Donald Trump’s Senate impeachment trial hurtled towards a swift conclusion on Friday, setting the stage for a vote this weekend on whether to convict the former president for inciting an insurrection.
Trump’s lawyers wrapped up their case on Friday after using just a fraction of the 16 hours they were allotted, after which senators from both parties posed questions to the Democratic impeachment managers and the former president’s legal team.
The trial will resume on Saturday morning, with both sides expected to make closing arguments followed by a final vote that could take place as early as Saturday afternoon.
Trump’s lawyers accused Democrats of a “campaign of retribution” against him and called the article of impeachment an “unjust and blatantly unconstitutional act of political vengeance”.
The former president was impeached last month by the House of Representatives on one charge of inciting an insurrection for his role in the January 6 attack on the US Capitol that left five people dead.
Many of the senators’ questions on Friday focused on Trump’s activities on January 6, including when he learned about the breach at the Capitol and whether Mike Pence was in danger when he sent a disparaging tweet about his own vice-president.
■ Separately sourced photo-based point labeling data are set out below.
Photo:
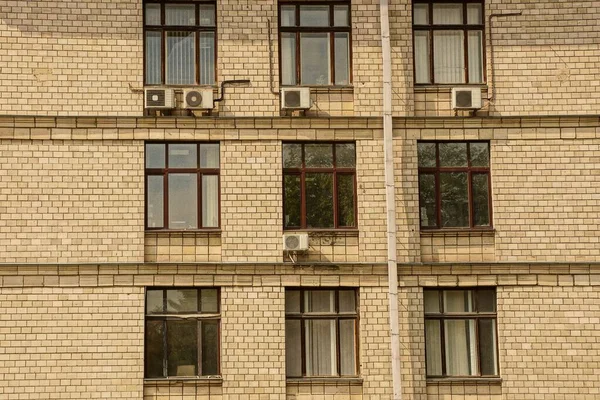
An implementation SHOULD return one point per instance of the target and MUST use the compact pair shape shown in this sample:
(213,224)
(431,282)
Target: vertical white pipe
(390,199)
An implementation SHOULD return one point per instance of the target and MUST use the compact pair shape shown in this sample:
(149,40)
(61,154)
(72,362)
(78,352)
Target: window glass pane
(319,301)
(154,349)
(183,156)
(210,201)
(319,200)
(320,347)
(474,14)
(291,200)
(288,16)
(475,56)
(342,58)
(182,348)
(481,195)
(461,347)
(345,155)
(347,347)
(292,301)
(453,154)
(341,16)
(314,15)
(318,155)
(447,14)
(422,57)
(155,201)
(154,301)
(314,56)
(180,14)
(209,300)
(458,301)
(180,58)
(292,155)
(427,201)
(486,300)
(480,154)
(183,201)
(487,346)
(209,155)
(421,14)
(210,348)
(347,300)
(431,299)
(182,300)
(288,58)
(153,58)
(293,348)
(448,57)
(152,14)
(433,347)
(426,154)
(207,58)
(155,155)
(207,15)
(345,200)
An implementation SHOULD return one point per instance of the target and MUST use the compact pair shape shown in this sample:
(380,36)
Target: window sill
(325,381)
(200,381)
(464,381)
(458,232)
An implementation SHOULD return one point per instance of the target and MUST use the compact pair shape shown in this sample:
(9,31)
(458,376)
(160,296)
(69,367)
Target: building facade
(141,248)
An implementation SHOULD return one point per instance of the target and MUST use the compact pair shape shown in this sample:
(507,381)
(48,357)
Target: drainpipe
(390,199)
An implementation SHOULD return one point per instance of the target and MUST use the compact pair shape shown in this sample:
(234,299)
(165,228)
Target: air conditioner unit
(295,98)
(466,98)
(198,99)
(159,98)
(295,241)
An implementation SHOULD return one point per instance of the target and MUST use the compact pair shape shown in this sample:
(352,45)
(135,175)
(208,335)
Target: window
(182,332)
(320,332)
(460,332)
(315,43)
(319,185)
(454,184)
(179,43)
(182,185)
(448,41)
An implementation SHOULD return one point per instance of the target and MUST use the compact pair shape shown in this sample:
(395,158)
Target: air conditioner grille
(292,98)
(155,98)
(292,242)
(193,98)
(464,98)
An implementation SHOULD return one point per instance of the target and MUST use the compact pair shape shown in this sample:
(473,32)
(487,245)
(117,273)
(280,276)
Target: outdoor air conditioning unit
(198,99)
(295,241)
(295,98)
(466,98)
(159,98)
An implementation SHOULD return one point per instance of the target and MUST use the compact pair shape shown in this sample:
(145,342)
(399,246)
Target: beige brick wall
(71,201)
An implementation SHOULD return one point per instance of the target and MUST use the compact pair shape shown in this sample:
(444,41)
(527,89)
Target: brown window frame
(332,29)
(166,316)
(465,27)
(163,28)
(337,315)
(200,172)
(470,170)
(335,171)
(476,315)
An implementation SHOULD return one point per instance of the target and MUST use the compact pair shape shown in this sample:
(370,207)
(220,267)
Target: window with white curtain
(448,41)
(179,43)
(182,186)
(315,43)
(320,332)
(460,332)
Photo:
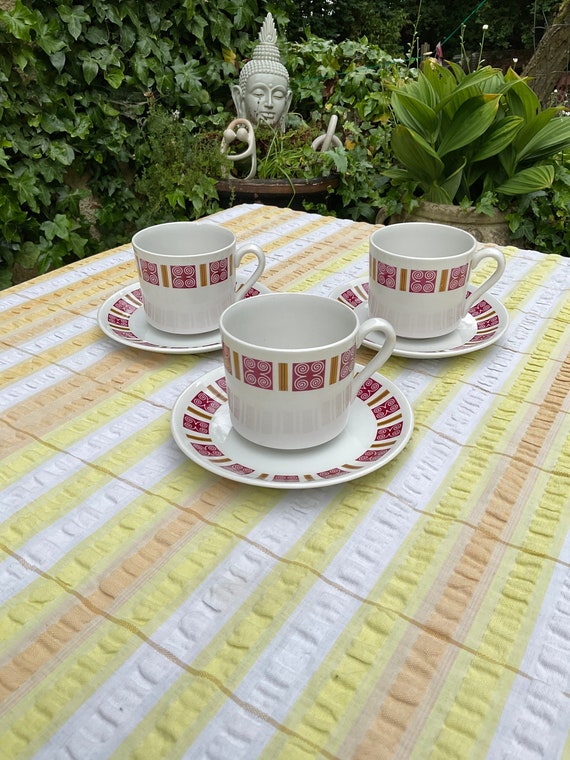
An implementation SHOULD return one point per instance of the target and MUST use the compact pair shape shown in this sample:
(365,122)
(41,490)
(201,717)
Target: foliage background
(79,83)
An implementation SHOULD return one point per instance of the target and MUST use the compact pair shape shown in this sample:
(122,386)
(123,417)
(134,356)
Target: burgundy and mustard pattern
(487,321)
(184,277)
(293,376)
(383,401)
(418,280)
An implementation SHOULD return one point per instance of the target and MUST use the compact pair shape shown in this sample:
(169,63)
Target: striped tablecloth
(151,609)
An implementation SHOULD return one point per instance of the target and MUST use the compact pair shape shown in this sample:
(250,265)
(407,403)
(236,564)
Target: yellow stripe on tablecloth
(97,630)
(235,647)
(471,464)
(541,534)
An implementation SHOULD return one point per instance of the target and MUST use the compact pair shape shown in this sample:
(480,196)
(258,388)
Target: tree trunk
(551,57)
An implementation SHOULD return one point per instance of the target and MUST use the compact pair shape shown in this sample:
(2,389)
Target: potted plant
(288,168)
(476,141)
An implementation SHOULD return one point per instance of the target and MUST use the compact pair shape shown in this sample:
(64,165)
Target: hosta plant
(473,138)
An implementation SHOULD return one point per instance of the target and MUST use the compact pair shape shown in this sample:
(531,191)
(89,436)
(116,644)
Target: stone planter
(484,228)
(276,192)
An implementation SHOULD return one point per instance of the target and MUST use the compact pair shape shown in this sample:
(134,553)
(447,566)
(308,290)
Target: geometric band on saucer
(379,426)
(485,323)
(122,318)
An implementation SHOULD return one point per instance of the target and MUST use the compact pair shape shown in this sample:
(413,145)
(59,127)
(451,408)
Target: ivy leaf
(58,60)
(61,152)
(90,69)
(58,227)
(19,21)
(115,76)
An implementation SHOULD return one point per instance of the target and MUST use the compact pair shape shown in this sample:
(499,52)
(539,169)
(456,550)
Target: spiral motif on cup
(386,275)
(257,372)
(183,276)
(457,277)
(347,362)
(218,271)
(422,280)
(149,272)
(308,375)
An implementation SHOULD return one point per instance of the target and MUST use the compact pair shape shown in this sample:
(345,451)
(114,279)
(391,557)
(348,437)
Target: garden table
(154,608)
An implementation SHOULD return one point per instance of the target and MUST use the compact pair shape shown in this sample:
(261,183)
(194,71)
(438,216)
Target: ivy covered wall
(75,82)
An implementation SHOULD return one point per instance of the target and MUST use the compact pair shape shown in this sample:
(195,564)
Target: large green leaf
(416,155)
(550,140)
(498,137)
(415,115)
(440,78)
(473,118)
(528,181)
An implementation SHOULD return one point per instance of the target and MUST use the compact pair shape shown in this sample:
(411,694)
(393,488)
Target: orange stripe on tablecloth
(411,684)
(24,669)
(73,396)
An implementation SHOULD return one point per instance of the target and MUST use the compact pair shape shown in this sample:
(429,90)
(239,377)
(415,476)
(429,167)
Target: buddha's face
(267,98)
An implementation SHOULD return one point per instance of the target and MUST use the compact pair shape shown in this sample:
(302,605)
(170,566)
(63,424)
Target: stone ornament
(263,93)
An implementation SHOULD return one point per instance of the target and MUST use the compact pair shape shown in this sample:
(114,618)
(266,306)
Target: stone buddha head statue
(263,93)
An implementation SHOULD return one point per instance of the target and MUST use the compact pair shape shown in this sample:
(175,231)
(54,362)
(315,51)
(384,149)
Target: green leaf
(90,69)
(58,228)
(115,76)
(498,137)
(416,115)
(550,140)
(472,119)
(61,152)
(416,155)
(528,181)
(19,21)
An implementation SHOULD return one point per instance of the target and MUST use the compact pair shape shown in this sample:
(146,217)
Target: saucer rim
(442,353)
(181,404)
(203,348)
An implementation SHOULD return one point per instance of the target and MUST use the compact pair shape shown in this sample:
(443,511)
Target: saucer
(122,318)
(484,324)
(379,426)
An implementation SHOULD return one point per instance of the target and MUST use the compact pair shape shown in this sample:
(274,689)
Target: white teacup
(187,273)
(289,364)
(419,277)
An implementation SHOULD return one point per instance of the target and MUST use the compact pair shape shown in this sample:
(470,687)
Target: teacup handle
(238,256)
(380,358)
(478,256)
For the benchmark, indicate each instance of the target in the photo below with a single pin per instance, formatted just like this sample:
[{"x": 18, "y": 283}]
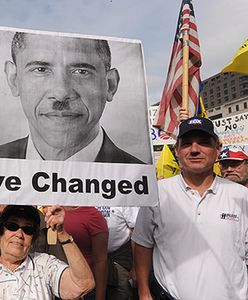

Trump’s lawyers anchored their arguments in several montages featuring Democrats, including reels of lawmakers calling for Trump’s impeachment as far back as early 2017, as well as clips of House members and senators urging their supporters to “fight” for what they believe in.
The legal team sought to equate Democrats’ use of the word “fight” with Trump’s own invocation to crowds of his supporters on the National Mall on January 6. Shortly before the riot, he said: “If you don’t fight like hell, you’re not going to have a country any more.”
Addressing Democrats in the Senate chamber, trial lawyer David Schoen said: “You didn’t do anything wrong . . . It’s a word people use, but please stop the hypocrisy.”
At one point, Michael van der Veen, one of Trump’s lawyers, claimed “extremists of various different stripes and political persuasions” had participated in the January 6 siege, and repeated the false claim that arrested rioters were members of Antifa, or far-left activists.
Trump’s legal team argued the former president’s speech was protected under the First Amendment of the US Constitution. His lawyers have also repeatedly argued the Senate does not have jurisdiction to try a former president.
Schoen and Bruce Castor Jr, a former prosecutor from Pennsylvania, were widely criticised earlier this week for their performance in a debate on the constitutionality of the trial. One Republican senator, Bill Cassidy of Louisiana, responded to their arguments by voting with Democrats. “As an impartial juror, I’m going to vote for the side that did the good job,” he said.
Cassidy was pictured on Thursday holding a statement suggesting he was preparing to acquit the president, although his staff said that it did not mean he had made a final decision.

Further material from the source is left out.